Yapacak bir şey yok, nehre savunma cephesi alıyoruz. İlk başta birkaç kişiyi ileri ittim, ancak durumlarını göz önünde bulundurarak onları geri getirdim - eğer uykuya dalarlarsa, hiçbir tekme yardımcı olamaz. Gece, özellikle memurlar için eğlenceliydi. Ne de olsa, eğer uykuya dalarlarsa, o kadar, son olduğunu anlıyorlar. İkisi ateşin yanında oturuyor, diğerleri hat boyunca ileri geri yürüyor, askerleri uyandırıyor: "Uyumayın!" Sen kendin neredeyse kesildin. Geçiyorum ve bir askerin uyuduğunu görüyorum. Onu kalbimden tekmeliyorum: "Uyuma seni piç, herkesi mahvedeceksin!" Ve etraftaki savaşçılar kıkırdar. Öldürülmüş bir "ruh" olduğu ortaya çıktı, çünkü henüz çıkarılmamışlardı. Askerler daha sonra bu olayı bana uzun süre hatırladı …
Sabah Dağıstan polisi geldi. Bizi her şekilde gözaltına almak istediler. Derler ki: "Şimdi gideceksin, ruhlar gelecek ama biz bir şey yapamayız." Onlara cevap verdim: "Hayır kardeşim, üzgünüm, bu zaten senin savaşın." Ve havalanmaya başlar başlamaz, ormandan çıkan "ruhlar"ı hemen gördük. Ama Dağıstan polisleriyle hiç kavga etmediler. Ama sonra bu savaşa katılan müfrezemin tüm listesi Dağıstan milisleriyle sona erdi. Tanık olarak bir ceza davasında tutulduk.
O zaman hiçbirimiz ödüllerden ve ilgiden mahrum kalmadı. Memurlara ve varantlara kişiselleştirilmiş silahlar verildi, ancak sadece memurların yapması gerekiyordu. Müfrezemizin beşine Rusya Kahramanı unvanı verildi ve askerlere emir ve madalya verildi. Bana programdan önce yarbay rütbesi verildi, Kahramanın yıldızı verildi ve kişisel bir tabanca verildi. Bu bağlamda, yetkililer günahların kefaretini iyi ödediler. Şimdi anlıyorum ki bize sadece ağızlarını kapatmışlar.
Bu yıldızı temiz bir vicdanla takıyorum.
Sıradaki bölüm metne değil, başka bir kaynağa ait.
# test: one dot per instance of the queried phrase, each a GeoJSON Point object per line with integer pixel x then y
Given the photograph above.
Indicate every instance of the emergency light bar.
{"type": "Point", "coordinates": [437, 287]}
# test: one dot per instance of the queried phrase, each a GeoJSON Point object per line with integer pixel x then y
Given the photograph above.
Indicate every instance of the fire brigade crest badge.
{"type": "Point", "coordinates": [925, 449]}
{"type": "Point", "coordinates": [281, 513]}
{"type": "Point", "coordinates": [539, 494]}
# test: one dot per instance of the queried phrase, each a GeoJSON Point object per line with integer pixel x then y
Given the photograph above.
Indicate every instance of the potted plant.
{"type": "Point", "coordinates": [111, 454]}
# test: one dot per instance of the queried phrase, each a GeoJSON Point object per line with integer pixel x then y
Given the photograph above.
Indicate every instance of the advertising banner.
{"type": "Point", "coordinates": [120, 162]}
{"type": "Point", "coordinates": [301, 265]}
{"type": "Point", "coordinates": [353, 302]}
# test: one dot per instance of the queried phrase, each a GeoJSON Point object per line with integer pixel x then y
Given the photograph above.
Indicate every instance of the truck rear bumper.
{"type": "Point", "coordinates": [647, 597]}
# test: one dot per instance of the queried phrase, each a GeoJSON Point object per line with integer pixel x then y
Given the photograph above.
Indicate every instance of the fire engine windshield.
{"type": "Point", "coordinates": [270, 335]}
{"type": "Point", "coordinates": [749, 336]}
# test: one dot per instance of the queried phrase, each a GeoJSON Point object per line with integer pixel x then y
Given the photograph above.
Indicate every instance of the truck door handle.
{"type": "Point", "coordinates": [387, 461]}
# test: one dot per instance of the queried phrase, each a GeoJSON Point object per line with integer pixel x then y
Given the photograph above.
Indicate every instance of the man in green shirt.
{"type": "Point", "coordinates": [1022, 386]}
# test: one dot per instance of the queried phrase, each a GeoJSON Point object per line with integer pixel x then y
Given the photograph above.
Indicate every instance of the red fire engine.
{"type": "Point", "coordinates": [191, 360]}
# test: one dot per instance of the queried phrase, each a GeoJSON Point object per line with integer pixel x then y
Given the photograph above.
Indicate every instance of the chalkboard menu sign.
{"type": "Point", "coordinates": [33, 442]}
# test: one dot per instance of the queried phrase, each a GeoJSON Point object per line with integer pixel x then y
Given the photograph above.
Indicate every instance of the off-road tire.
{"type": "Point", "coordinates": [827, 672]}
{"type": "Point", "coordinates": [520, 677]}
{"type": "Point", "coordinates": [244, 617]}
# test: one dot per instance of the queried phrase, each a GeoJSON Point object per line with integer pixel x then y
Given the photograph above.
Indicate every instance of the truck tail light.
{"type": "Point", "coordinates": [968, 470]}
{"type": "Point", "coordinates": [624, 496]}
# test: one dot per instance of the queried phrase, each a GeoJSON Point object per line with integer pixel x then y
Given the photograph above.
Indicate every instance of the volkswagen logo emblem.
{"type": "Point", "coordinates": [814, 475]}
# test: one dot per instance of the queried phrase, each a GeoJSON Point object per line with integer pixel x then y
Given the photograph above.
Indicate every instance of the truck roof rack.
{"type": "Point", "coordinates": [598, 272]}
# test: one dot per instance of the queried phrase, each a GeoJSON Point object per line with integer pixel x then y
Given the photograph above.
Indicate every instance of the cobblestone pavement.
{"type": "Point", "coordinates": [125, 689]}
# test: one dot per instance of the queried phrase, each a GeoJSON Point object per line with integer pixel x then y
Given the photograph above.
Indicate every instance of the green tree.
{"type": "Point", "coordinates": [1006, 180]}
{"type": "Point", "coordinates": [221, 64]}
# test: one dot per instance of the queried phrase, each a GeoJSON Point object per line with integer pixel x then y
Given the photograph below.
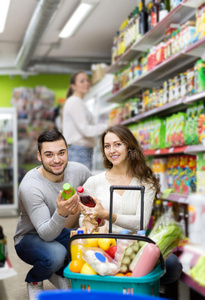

Ve unvanımı ve diğer her şeyi sadece bu operasyonla değil, tüm hizmetimle de hak ettim… İnancım şudur: Birinin kahramanlığı, her şeyi normal yapması gereken bir başkasının başarısızlığıdır. Bir şey kötü - militanlar hala içeri girdi. Sonra yoldaşlarım ve ben bu savaşı analiz ettik ve bir atılımı önlemenin mümkün olduğu sonucuna vardık. Ve sadece biraz gerekliydi - bizi zırhla güçlendirmek için.
Tüm askeri yasalara göre, çok daha fazla kaybım olmalıydı. Ancak hazırlıkların ve insanların üzerine ateş açılmasının etkisi oldu. Ve ortaya çıktığı gibi, siperlerin kazılmasıyla önemli bir rol oynadı. Askerler daha sonra, onları siper kazmaya zorladığımız için teşekkür ettiler, çünkü özel kuvvetler için bu, gerçekleştirilmesi neredeyse başka bir başarı gibi.
Pervomaiskiy kuşatmasına katılanlar arasında gidip gelen bisikleti sık sık hatırlıyorum. Militanlar 17-18 Ocak gecesi içeri girdiğinde, tüm operasyon FSB direktörü Mikhail Barsukov tarafından yönetiliyordu. Geceleri ona rapor veriyorlar: "Militanlar içeri giriyor!" Ve sert bir adamdı, buyuruyor: "Bana gel!" Ve alaycı bir tavırla cevap verdi: "Affedersiniz, yoldaş general, hala daha yeni ilerliyorlar."